My parents would buy me kiddie records like Disney and Yogi Bear type stuff. I loved those too. I’m talking about when I was four years old. I think I was aware of newer style of music called “rock and roll” but my grandfather, who I very close to, always made fun of it. He would say it was nothing but (mock sing-shout) “Yeah! Yeah! Yeah! Oh Yeah! Yeah! Yeah!” I’d laugh and agree with him though I really didn’t have a clue.
Then one day my friend across the street, who had a few older brothers, invited me over to listen that he liked and he played me an album by this band called The Monkees. The first I heard was She and by the time I got to the third song Mary Mary I was completely hooked. He told me the band had their own TV show and it was on that night. I couldn’t wait, I sat by the TV until it was on and enjoyed a few minutes of the coolest, zaniest comedy I’d ever seen, until my mom made me turn it off and come to dinner. I couldn’t make her understand how heartbreaking it was to press that off knob and go and eat.
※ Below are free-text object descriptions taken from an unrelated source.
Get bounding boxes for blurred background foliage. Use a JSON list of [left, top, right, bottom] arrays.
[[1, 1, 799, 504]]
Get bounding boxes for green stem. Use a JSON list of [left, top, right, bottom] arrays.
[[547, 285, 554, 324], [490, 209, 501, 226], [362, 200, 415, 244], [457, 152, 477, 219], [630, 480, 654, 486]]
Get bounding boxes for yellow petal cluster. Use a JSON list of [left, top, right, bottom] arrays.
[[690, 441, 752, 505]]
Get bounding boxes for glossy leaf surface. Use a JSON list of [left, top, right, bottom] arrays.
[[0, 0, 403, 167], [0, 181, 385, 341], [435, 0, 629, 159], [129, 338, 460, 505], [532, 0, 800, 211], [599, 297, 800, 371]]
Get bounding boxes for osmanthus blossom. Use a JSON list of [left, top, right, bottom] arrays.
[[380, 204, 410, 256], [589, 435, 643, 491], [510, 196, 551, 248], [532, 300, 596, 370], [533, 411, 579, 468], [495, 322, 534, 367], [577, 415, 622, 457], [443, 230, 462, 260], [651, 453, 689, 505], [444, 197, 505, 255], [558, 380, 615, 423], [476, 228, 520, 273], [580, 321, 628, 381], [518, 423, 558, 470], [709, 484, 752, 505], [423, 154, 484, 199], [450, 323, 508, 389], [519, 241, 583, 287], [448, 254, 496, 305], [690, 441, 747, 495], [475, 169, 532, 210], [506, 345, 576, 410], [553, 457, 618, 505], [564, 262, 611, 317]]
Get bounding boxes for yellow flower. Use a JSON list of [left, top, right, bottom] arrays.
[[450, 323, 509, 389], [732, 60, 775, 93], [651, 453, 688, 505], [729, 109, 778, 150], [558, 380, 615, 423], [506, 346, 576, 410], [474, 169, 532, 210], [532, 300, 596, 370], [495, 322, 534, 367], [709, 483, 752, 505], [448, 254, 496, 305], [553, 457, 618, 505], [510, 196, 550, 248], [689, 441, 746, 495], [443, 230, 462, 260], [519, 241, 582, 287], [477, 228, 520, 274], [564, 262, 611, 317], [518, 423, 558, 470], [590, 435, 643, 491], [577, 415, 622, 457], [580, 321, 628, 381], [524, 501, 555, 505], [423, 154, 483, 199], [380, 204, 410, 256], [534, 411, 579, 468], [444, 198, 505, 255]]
I think I started making up my own songs around that age but they were not very original. Just stupid kid lyrics set to an already famous melody. The first actual song I wrote that was any good at all was called Georgia Apple Wine. I was twelve years old. I never recorded it. The first actual reel to reel recording was on my 17th birthday (9-2-1979). It's called I'm Laughing. Other previous recordings done on cassette or 8-track cartridges are pretty much assumed MIA."